Momencik, trwa przetwarzanie danych   loading-animation
zarchiwizowany

#52696

przez (PW) ·
| było | Do ulubionych
Upał taki, a bałwany nadal nie stopniały.

W moim mieście od kilkudziesięciu lat działa lodziarnia z bardzo dobrymi wyrobami. Większość turystów, którzy kiedykolwiek odwiedzili tą miejscowość, wstąpiło do niej na lody. A że ostatnio i gorąco jest bardzo i przyjezdnych dużo, czasami zabraknie niektórych smaków już około godziny 10 rano. Trochę natomiast trwa dowóz towaru do lodziarni.
Tyle wstępu.

Dzisiejszy dzień był chyba najgorętszym w całym tygodniu. Wszyscy chcą się trochę ochłodzić, ratują się ucieczką do cienia, zimnymi napojami, czy właśnie, lodami.
Warto też wspomnieć, że przez cały miesiąc od połowy lipca do sierpnia trwa u nas festiwal muzyki ludowej. Z tego tytułu wszędzie jest pełno obcokrajowców, zwłaszcza dzieci.

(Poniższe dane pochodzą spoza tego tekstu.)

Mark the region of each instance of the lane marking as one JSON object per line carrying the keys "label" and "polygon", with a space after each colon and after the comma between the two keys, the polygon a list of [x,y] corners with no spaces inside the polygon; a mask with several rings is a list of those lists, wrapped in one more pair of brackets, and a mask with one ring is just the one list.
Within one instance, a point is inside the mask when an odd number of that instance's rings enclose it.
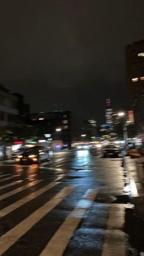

W każdym razie po skończonych zakupach siedziałam z rodzinką w lodziarni delektując się lodami. Było to przed godziną 10, jednak niektóre smaki lodów już się skończyły, o czym informowała nie tylko pani w kasie, ale także przyklejona obok karteczka. Nikt nie miał z tym problemu, nawet ludzie z zagranicy, oprócz pewnego jegomościa, który na pierwszy rzut oka wyglądał sympatycznie.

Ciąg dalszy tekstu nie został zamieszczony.